Microsoft’s passwordless plans let users switch to app-based login
This isn't just logging into PCs, it's logging into online services as well, Prof Woodward.
According to BBC, the technology giant made passwordless accounts available for business users of its products in March. And that system is now being made available to all Microsoft or Windows users. It said, “nearly 100% of our employees” were already using the new, more secure system for their corporate accounts.
If passwordless login is enabled, users re-logging into a Microsoft account will be asked to give their fingerprint, or other secure unlock, on their mobile phone. And this is far more secure than using passwords, which can be guessed or stolen, according to Microsoft.
Windows users will still be able to use quick-login features such as a Pin code, though.
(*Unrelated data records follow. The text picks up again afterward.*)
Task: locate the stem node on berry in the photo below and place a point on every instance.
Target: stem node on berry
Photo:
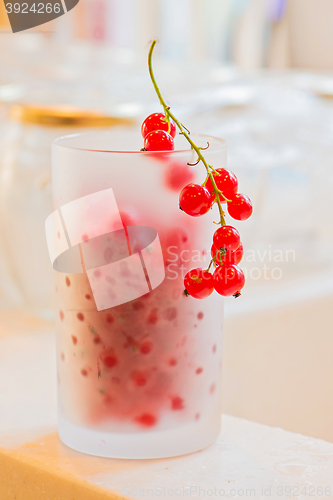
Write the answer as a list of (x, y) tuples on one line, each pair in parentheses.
[(194, 164)]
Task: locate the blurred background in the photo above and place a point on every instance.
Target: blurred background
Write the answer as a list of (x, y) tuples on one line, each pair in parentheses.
[(258, 73)]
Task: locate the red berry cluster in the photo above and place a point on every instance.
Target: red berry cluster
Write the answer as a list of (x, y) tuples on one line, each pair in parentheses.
[(220, 186), (227, 249)]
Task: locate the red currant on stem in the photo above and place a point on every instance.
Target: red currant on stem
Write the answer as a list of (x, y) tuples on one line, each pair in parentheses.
[(225, 181), (240, 207), (159, 140), (228, 280), (221, 186), (226, 238), (157, 121), (195, 200), (198, 283), (229, 257)]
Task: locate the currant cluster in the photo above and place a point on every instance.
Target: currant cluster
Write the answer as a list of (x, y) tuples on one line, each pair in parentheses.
[(220, 187), (227, 250)]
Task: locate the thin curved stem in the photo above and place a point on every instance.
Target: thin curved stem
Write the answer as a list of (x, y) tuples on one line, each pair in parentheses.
[(185, 133)]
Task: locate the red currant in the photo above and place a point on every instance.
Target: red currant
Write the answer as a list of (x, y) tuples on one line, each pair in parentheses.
[(198, 283), (157, 121), (228, 280), (159, 140), (225, 181), (240, 207), (229, 257), (226, 237), (195, 200)]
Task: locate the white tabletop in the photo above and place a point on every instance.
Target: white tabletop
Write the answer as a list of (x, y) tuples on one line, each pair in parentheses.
[(249, 460)]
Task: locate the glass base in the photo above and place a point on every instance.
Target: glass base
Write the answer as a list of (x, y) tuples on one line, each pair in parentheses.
[(154, 444)]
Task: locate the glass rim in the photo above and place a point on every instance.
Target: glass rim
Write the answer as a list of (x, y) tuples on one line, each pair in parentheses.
[(216, 144)]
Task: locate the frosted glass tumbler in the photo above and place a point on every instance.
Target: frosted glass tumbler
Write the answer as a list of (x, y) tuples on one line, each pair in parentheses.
[(139, 364)]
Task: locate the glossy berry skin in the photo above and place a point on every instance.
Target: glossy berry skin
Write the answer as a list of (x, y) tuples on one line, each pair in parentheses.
[(228, 280), (198, 283), (226, 237), (159, 140), (226, 182), (240, 207), (195, 200), (156, 121), (228, 258)]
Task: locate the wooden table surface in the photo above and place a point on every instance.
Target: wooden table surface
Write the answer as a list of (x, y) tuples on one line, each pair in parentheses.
[(249, 460)]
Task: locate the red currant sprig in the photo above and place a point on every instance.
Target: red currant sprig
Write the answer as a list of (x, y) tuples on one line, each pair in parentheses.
[(220, 186)]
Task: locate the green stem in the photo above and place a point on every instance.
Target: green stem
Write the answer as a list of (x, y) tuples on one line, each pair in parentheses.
[(197, 149)]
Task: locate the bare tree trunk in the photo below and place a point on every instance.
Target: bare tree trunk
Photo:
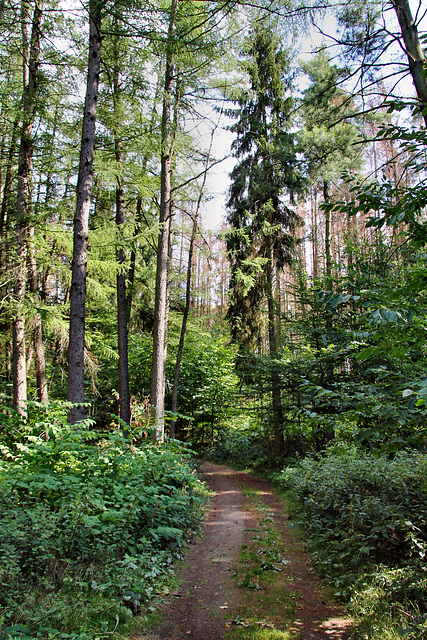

Some rare exceptions will still need passwords, such as Office 2010, Xbox 360 consoles, and Windows 8.1 or earlier machines.
If access to the authenticator app is lost backup options can be used, including, Windows Hello facial recognition, which requires a compatible laptop or special camera, physical security key, which must be used on the device logging in, and Short Message Service (SMS) or email codes
Microsoft says security-conscious users who have two-factor authentication set up will need to have access to two different recovery methods.
Prof Alan Woodward, part of a research team investigating passwordless authentication, at the University of Surrey, called it “quite a bold step from Microsoft”.
This isn’t just logging into PCs, it’s logging into online services as well, Prof Woodward said.
The new passwordless feature greets users with a box saying: “A passwordless account reduces the risk of phishing and password attacks.”
And once the feature is set up, a confirmation tells users: “You have increased the security of your account and improved your sign-in experience by removing your password”.
Microsoft laid out its reasons for the new system in a series of blog posts.
Security vice-president Vasu Jakkal wrote: “Passwords are incredibly inconvenient to create, remember, and manage across all the accounts in our lives. We are expected to create complex and unique passwords, remember them, and change them frequently – but nobody likes doing that.”